Waters | Nonlinear Dynamics

Progenesis CoMet

A unique approach for metabolomics data analysis
Discover the significantly changing compounds in your samples…

How do I decide which identifications are correct?

After importing identifications for your features, you may find that some compounds have more than one possible identification. In the Review Compounds screen, the possible identifications for the selected compound are listed at the bottom-right. To confirm the compound's true identification, you need only click the star alongside the Compound ID, marking it as the accepted identification.

However, how do you decide which identification is the correct one? Here are a few considerations that can influence your decision:

Highest identification score

If you're identifying compounds using a metabolite database that assigns each identification a score, with the highest value for a given compound representing the most likely identification, this appears in the Score column of the Possible identifications list.

You could simply accept the identification with the highest score, but even if you have score values, it's still recommended that you validate the identifications with some of the other considerations listed here.

The presence of peptides

If you can safely ignore amino acids and peptides for your compound identifications, this may provide a way to drastically reduce the number of identifications under consideration for a given compound. This is especially true with peptide chains, as the same set of amino acids could be present in different orders to produce the same compound mass, as seen in this example:

Mismatch in the features' abundance profiles

Typically, you would expect each adduct or charge state of a given compound to have similar abundance levels in the various runs of each experimental condition. These abundance levels can be viewed easily by For example, in an experiment with control and treated conditions, all adducts of a given compound might be more abundant in the control samples than in the treated samples.

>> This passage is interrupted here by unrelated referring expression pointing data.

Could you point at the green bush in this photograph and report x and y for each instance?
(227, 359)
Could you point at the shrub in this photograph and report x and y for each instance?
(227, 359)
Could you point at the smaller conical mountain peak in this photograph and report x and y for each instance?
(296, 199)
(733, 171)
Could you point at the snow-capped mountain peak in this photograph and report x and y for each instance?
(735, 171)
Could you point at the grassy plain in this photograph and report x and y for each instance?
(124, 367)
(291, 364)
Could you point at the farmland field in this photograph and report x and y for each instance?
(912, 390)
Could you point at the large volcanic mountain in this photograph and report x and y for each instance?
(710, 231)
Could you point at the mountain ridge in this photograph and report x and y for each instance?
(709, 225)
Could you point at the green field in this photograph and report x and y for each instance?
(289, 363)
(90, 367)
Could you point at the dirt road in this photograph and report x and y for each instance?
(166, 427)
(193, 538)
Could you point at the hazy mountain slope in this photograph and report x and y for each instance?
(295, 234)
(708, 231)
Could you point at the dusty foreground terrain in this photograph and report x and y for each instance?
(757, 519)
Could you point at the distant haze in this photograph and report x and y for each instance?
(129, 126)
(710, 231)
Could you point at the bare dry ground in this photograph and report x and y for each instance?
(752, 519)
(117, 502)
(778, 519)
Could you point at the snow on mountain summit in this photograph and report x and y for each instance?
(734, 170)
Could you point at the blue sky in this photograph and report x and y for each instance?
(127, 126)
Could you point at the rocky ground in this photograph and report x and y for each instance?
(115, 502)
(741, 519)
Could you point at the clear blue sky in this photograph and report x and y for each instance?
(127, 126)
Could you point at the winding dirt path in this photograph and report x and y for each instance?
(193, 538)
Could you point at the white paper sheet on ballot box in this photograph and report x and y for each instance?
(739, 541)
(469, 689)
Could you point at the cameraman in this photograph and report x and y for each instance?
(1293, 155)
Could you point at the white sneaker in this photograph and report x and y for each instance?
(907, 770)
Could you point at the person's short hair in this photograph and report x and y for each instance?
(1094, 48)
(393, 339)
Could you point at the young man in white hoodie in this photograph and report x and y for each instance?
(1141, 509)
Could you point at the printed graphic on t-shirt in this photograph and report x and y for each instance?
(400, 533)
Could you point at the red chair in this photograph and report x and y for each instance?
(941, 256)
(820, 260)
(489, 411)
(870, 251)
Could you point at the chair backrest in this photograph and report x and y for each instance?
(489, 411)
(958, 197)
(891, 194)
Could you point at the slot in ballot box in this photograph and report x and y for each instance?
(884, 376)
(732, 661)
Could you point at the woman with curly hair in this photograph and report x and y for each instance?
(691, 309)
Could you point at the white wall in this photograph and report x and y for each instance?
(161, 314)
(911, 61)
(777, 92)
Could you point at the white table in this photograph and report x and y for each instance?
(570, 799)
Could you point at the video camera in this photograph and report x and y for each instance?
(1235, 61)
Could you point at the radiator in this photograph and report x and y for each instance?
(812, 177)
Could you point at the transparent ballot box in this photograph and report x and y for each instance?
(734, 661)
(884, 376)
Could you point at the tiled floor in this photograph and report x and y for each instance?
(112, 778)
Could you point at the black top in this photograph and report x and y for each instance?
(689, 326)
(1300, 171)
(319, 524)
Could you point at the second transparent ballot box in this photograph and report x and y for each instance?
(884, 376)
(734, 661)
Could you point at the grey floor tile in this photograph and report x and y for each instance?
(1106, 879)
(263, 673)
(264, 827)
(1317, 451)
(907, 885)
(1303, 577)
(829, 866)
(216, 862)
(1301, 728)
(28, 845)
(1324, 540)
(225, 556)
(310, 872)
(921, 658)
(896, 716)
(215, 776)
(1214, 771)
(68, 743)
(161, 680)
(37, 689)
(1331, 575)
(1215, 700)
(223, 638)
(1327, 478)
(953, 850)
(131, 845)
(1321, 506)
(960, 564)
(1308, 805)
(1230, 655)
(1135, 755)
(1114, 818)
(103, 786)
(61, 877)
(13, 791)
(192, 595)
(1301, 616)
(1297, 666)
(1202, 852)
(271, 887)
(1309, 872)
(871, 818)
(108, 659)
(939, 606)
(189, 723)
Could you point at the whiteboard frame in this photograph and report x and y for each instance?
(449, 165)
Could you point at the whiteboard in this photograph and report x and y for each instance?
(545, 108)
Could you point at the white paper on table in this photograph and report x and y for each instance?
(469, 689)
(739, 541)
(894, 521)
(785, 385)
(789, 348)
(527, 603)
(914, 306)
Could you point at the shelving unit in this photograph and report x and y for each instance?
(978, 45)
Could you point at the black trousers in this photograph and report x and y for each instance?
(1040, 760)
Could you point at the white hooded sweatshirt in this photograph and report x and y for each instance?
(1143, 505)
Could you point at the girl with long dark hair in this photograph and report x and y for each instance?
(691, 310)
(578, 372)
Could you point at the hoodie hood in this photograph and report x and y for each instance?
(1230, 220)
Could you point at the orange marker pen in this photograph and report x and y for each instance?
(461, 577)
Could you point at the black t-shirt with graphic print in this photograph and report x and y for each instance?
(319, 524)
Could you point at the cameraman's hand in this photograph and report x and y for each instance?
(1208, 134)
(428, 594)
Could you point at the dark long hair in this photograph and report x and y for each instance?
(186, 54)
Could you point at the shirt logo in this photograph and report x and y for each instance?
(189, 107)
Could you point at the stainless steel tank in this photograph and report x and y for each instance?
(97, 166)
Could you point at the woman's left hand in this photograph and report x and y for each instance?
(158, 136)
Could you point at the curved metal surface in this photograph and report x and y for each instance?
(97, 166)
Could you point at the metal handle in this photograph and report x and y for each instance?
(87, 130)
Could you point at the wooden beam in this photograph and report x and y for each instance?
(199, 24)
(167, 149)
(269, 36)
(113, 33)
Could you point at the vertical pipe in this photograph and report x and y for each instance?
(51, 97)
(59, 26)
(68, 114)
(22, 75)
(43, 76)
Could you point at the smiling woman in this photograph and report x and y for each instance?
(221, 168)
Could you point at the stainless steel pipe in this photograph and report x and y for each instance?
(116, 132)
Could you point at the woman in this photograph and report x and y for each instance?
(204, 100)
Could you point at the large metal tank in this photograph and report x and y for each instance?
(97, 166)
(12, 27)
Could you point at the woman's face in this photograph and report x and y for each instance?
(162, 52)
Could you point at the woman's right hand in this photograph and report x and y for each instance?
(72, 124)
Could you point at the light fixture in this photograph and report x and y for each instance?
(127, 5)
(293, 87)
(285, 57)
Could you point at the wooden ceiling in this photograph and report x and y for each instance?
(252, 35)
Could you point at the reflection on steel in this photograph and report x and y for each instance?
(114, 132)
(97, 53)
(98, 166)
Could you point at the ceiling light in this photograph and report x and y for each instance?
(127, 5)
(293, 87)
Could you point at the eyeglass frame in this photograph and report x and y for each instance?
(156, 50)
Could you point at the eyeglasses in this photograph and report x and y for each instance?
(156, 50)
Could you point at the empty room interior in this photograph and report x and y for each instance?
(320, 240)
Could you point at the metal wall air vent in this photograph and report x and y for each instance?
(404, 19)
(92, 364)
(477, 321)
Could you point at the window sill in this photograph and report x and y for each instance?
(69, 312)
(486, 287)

However, if the compound comprised ions whose abundance profiles were different, that could indicate that one or more of the identifications is unreliable. The screen below, displayed by double-clicking a compound in the Review Compounds screen, shows one such situation:

Here, the compound under review is composed of two compound ions, the two adducts being a sodium ion and a potassium ion. By selecting both adducts' rows in the table, we have displayed their abundance profiles overlaid on the same graph. We can clearly see that they are not consistent. One adduct has a relatively high average abundance in Control whereas the other has a low abundance; and the same is true for the Treated condition.

Note that these profiles will be exactly the same, no matter which of the compound's identifications is selected in this screen. That's because the set of features listed isn't dependent on the identification; it's dependent on the compound itself. Consequently, all possible identifications for this compound — in other words, the compound as a whole — may have to be rejected.

Adduct retention times that don't make sense

If one of your possible identifications is based on a pair of adducts (i.e. the compound is composed of two features) that you know should produce the same retention times (e.g. Na+ and K+), but you can see that the retention times for the features are significantly different, that can be a reason to reject the identification.

That exact scenario can be seen here:

Knowledge about the samples

Finally, if your knowledge of how the samples were obtained leads you to believe that certain compounds are simply unlikely to be present, you can use that to inform your decision of which is the correct identification.